Sup. Deanna Alexander’s effort to have public comments allowed at meetings of the full county board has been stalled, now that the board has sent her ordinance to be reviewed.
Alexander’s ordinance would have codified a public comment period during a meeting of the full county board. The way the board currently works, the only time available for public comment is at the smaller committee meetings of the board.
Right now, the ordinance has very little support from the county board. A number of supervisors spoke out saying they wanted research showing whether other counties or municipalities allow for public comment like the ordinance would allow. And, at a full meeting of the board Thursday, supervisors passed a resolution referring the ordinance to the Office of the Corporation Counsel for review and research. The ordinance’s three sponsors, Alexander, along with Sup. Patti Logsdon and Sup. Dan Sebring, were the only ones to vote against the referral.
Alexander believes the current public comment structure has holes in it. If a resolution is amended in committee or at the full board, legislation can be voted on and passed without public input. Any legislation that comes before a committee could be very different from the legislation that leaves committee, if it is amended.
Sup. Sylvia Ortiz-Velez spoke during the board meeting, suggesting she might favor a rule change that allowed citizens to comment specifically on amendments at full board meetings.
But, most of the criticism of Alexander’s ordinance from other supervisors focused on what they didn’t know: Specifically, do other local governments do this too? And some supervisors said they thought there were already ample avenues for citizens to engage their elected leaders.
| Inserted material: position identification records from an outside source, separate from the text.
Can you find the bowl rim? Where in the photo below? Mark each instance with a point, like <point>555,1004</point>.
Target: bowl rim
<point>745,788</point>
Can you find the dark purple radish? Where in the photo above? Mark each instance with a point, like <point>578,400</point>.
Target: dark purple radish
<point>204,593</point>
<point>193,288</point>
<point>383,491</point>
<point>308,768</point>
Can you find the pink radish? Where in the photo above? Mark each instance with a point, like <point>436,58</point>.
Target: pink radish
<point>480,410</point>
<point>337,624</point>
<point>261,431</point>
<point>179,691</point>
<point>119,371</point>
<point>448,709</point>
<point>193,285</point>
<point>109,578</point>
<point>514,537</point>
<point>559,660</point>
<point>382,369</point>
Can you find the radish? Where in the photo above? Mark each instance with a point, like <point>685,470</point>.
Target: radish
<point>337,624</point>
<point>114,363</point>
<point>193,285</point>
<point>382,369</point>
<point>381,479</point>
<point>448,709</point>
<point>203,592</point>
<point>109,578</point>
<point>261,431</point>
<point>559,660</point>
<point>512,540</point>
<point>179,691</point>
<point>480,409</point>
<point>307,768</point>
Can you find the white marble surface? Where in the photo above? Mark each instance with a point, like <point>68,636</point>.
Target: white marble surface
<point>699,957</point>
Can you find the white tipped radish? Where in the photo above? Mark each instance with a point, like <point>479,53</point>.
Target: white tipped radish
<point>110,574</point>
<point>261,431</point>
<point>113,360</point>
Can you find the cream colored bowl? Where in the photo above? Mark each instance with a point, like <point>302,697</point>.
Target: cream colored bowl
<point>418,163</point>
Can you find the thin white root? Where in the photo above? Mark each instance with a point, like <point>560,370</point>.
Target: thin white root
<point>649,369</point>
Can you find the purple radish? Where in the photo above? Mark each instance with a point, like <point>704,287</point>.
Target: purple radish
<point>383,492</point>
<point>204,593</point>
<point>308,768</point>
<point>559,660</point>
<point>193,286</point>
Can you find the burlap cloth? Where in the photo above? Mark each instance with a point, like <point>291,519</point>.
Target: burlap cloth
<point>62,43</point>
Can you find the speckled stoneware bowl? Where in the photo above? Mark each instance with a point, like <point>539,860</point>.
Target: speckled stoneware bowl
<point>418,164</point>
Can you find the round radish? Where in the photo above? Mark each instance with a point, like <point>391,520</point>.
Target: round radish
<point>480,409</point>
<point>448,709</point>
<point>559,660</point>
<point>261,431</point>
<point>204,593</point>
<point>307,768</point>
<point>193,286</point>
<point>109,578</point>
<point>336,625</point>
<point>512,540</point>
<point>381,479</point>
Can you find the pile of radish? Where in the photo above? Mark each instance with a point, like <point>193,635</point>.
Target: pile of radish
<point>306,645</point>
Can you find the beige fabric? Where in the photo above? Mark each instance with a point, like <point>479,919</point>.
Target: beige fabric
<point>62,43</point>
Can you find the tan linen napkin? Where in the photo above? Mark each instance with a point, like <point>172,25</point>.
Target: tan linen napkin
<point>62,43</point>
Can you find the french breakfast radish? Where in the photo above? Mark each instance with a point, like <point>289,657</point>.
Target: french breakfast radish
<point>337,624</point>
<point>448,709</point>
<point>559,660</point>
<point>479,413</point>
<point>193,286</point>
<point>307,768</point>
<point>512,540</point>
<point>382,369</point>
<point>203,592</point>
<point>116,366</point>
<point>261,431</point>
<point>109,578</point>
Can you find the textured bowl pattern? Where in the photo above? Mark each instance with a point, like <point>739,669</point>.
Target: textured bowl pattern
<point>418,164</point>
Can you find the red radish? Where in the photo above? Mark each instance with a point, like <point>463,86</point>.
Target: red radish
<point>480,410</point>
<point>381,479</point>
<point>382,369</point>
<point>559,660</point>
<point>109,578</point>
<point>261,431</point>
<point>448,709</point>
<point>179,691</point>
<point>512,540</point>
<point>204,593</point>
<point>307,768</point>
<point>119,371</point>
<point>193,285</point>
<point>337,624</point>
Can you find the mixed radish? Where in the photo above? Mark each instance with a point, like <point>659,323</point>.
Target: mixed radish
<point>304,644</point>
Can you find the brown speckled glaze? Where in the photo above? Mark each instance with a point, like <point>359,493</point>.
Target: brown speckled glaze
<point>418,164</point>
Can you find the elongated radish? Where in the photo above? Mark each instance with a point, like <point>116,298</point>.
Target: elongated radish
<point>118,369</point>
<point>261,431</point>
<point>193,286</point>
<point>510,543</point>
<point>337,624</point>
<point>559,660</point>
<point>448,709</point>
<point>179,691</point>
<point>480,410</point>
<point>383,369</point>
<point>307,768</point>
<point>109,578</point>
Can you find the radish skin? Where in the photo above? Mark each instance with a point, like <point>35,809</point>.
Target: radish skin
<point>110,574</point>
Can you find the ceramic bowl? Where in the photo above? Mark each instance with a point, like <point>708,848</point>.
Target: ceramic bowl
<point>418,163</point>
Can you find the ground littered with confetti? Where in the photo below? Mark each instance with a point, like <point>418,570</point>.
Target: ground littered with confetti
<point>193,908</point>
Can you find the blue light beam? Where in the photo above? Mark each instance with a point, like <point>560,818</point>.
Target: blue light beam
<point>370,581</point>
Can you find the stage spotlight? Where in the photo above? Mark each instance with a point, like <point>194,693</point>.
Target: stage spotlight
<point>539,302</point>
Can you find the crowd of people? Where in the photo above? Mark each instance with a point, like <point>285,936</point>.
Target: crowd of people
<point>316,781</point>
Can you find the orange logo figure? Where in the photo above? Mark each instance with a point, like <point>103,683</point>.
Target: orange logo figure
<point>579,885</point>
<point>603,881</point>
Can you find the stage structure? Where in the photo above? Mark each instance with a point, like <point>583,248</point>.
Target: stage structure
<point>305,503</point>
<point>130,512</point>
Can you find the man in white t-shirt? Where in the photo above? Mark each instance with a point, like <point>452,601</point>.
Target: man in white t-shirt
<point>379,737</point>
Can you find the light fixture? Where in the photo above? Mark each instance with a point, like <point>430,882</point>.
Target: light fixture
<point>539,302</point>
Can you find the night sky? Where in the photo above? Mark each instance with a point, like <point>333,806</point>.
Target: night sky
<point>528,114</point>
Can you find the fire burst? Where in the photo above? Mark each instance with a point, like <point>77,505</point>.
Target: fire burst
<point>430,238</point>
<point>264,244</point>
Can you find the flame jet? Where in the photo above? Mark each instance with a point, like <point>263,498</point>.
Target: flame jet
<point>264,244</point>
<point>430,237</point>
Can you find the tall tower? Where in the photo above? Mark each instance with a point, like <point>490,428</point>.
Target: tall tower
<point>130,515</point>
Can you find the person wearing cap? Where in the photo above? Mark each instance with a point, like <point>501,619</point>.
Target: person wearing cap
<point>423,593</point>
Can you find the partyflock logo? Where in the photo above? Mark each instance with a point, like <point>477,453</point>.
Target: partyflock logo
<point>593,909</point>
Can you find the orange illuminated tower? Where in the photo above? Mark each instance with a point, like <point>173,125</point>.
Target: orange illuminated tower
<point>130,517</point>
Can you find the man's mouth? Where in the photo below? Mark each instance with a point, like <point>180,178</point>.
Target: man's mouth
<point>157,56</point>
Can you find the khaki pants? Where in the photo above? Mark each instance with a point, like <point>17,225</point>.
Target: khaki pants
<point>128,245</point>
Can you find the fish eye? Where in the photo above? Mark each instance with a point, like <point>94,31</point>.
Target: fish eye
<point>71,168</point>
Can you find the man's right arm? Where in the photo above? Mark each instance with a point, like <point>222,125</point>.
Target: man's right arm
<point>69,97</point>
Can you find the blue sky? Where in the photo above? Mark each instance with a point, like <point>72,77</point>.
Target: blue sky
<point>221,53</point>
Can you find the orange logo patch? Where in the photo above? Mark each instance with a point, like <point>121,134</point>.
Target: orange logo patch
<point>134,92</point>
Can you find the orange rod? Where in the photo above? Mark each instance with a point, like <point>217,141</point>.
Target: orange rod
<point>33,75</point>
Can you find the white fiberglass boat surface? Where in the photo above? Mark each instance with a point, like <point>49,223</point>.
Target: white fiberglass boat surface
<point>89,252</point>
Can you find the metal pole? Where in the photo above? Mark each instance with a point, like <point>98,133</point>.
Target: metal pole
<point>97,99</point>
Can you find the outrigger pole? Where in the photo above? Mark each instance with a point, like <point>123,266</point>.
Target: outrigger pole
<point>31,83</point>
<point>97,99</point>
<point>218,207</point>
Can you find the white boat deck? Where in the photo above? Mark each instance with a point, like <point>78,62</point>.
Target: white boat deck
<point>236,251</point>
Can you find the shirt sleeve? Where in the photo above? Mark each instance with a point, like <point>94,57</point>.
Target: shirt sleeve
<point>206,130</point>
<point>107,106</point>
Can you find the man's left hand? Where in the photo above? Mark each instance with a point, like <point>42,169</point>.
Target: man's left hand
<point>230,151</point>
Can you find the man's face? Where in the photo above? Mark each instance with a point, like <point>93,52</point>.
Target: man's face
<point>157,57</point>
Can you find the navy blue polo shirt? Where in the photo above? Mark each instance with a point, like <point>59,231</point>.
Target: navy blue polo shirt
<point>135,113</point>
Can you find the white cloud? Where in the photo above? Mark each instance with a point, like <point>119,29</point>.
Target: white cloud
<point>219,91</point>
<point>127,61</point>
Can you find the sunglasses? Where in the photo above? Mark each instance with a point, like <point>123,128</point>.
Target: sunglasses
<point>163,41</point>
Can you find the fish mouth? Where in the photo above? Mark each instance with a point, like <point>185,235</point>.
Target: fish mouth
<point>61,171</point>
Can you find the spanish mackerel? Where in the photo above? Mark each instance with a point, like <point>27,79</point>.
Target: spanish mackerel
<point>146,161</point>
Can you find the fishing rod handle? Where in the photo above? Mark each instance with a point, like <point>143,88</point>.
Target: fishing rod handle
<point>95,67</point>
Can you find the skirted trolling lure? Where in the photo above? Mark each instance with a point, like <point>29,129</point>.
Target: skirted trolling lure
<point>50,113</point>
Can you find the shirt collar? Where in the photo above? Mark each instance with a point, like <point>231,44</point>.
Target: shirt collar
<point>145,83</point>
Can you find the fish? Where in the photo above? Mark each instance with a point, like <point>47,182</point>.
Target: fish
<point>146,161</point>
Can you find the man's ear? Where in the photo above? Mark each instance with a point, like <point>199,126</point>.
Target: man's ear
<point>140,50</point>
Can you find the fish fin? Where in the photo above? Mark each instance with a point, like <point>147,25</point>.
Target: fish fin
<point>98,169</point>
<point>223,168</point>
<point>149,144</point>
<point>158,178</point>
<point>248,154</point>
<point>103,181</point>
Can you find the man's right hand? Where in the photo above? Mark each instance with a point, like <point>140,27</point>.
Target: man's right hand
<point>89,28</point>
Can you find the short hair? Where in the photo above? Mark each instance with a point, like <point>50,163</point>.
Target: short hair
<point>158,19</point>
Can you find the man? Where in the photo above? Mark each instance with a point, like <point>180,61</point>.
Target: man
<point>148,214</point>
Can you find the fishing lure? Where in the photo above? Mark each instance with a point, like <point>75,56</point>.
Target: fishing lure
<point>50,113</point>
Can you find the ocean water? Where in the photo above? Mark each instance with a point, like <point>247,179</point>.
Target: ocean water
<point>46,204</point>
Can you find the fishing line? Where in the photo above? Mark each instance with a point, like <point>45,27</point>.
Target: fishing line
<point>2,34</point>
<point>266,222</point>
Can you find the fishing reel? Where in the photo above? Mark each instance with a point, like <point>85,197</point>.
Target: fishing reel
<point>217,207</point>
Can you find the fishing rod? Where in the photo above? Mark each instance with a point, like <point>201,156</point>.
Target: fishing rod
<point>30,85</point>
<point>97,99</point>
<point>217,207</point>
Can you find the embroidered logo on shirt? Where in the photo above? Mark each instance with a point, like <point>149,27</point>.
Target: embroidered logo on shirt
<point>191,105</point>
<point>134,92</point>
Sup. Sheldon Wasserman, who made the motion to refer the ordinance to corporation counsel, said at committee that he would be open to the board holding a public comment period on a trial basis. But, he also wanted more information about how many other municipalities and governments do this. And Wasserman, a former state legislator, noted that the state legislature confines public comment to committees.
Sup. Marina Dimitrijevic, who served in the past as county board chair, told her colleagues that the board already has the power to enter into a committee of the whole at full board meetings, during which they can hear public comment. She also noted that, once a year, the board hears from their constituents at the public listening session during the budget process.
Sup. Eddie Cullen voiced a concern at committee, that citizens may try to use the public comment period to spread disinformation before a vote of the full board.
For now, the ordinance is in limbo, as the board waits to hear back from corporation counsel.